FIG. 3 is a cross-sectional view illustrating a configuration of a conventional MR head viewed from the ABS.

FIG. 4 is a perspective view showing the entire conventional MR head.

[Explanation of symbols]

 Reference Signs List 20 central active region 21 soft magnetic lateral bias layer 22 nonmagnetic intermediate layer 23 ferromagnetic MR element layer 24, 27 passive region 25, 28 vertical bias layer 26, 29 electrode layer 30, 31 insulating layer 32 upper shield Magnetic layer 33 Lower shield magnetic layer 33a Flat central part 33b, 33c Inclined foot part 34 Substrate 35 Photoresist pattern 36 Recording gap 37 Upper pole magnetic layer 38 ABS surface

Claims (7)

(57) [Claims] 1. A central active region having at least a magnetoresistive element layer having a predetermined length and width is provided between upper and lower shield magnetic layers made of a ferromagnetic material via insulating layers, respectively. In the magnetoresistive effect head provided with a passive region portion composed of a vertical bias layer and an electrode layer connected to both sides of the lower shield magnetic layer, a flat central portion on the top formed in a mountain shape, The flat central portion has an inclined skirt connected to both sides thereof, the central active area portion is provided on the flat central portion, and the flattened so as to fill the slope on the inclined hem portion.
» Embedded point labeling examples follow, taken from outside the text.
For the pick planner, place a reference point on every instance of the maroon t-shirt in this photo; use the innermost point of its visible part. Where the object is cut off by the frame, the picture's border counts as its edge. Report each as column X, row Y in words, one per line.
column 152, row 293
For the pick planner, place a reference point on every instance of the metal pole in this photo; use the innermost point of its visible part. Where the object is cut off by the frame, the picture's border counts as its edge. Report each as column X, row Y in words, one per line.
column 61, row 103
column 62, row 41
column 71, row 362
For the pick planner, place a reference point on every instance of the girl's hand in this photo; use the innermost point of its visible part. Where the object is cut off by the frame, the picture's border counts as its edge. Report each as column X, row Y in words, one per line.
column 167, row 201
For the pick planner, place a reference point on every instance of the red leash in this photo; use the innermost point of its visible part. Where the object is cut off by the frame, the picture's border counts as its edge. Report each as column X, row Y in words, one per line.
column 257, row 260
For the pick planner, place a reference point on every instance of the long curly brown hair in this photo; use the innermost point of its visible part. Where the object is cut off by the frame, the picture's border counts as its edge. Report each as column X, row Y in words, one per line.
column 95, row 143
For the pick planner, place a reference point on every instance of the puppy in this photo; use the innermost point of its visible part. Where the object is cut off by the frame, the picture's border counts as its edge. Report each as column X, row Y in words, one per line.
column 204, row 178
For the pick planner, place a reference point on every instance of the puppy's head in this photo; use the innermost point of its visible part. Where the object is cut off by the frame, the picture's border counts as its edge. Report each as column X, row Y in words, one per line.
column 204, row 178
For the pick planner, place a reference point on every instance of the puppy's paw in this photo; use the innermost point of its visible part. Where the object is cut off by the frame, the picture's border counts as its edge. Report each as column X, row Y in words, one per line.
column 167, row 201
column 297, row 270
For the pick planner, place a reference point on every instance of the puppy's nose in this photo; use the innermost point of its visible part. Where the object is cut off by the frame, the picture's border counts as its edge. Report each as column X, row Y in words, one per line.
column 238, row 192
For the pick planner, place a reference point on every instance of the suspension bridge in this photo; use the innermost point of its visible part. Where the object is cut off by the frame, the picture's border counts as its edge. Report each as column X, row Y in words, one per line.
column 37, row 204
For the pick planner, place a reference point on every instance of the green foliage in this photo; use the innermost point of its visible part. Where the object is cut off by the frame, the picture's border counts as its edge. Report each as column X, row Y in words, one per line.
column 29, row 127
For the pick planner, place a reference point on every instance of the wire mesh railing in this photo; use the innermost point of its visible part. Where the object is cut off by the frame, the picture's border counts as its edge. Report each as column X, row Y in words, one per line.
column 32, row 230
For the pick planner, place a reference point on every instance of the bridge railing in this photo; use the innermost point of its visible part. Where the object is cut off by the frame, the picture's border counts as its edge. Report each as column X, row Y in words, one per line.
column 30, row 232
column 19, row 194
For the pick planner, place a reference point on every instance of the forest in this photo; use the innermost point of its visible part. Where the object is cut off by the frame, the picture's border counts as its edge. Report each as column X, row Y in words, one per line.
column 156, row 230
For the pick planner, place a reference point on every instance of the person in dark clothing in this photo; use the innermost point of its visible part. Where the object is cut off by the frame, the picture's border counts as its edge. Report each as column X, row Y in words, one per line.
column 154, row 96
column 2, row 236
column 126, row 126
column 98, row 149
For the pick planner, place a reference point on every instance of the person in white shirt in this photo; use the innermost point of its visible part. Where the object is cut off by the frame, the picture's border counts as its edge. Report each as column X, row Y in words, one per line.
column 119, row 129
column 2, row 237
A magneto-resistive head comprising a passive region. 2. The semiconductor device according to claim 1, wherein the insulating layer and the upper shield magnetic layer are provided substantially flat on the flat central active region and the passive region, respectively. Magnetoresistive head. 3. A recording gap is provided flat on the flat upper shield magnetic layer.
3. The magnetoresistive effect head according to 1. 4. The magnetoresistive head according to claim 3, wherein an undeformed upper pole magnetic layer is provided on the recording gap. 5. A central active region portion having at least a magnetoresistive element layer having a predetermined length and width is formed between upper and lower shield magnetic layers made of a ferromagnetic material via an insulating layer, respectively. A method for manufacturing a magnetoresistive head in which a passive region comprising a vertical bias layer and an electrode layer is formed by being connected to both sides of a portion, wherein the lower shield magnetic layer is deposited on a substrate and a photoresist pattern is formed thereon. Using the photoresist pattern as a mask, the lower shield magnetic layer is ion-etched to form a flat peak at the center, and after removing the photoresist pattern, a flat central portion of the lower shield magnetic layer is formed. The central active region portion is formed on the upper portion, and the passive region portion is formed flat so as to fill the slope on the inclined skirt portions on both sides of the flat central portion. And forming the insulating layer and the upper shield magnetic layer in this order on the planarized central active region and the passive region portion. 6. The method according to claim 5, wherein a recording gap is formed flat on the flattened upper shield magnetic layer. 7. The method according to claim 6, wherein the upper pole magnetic layer is formed on the recording gap without deformation.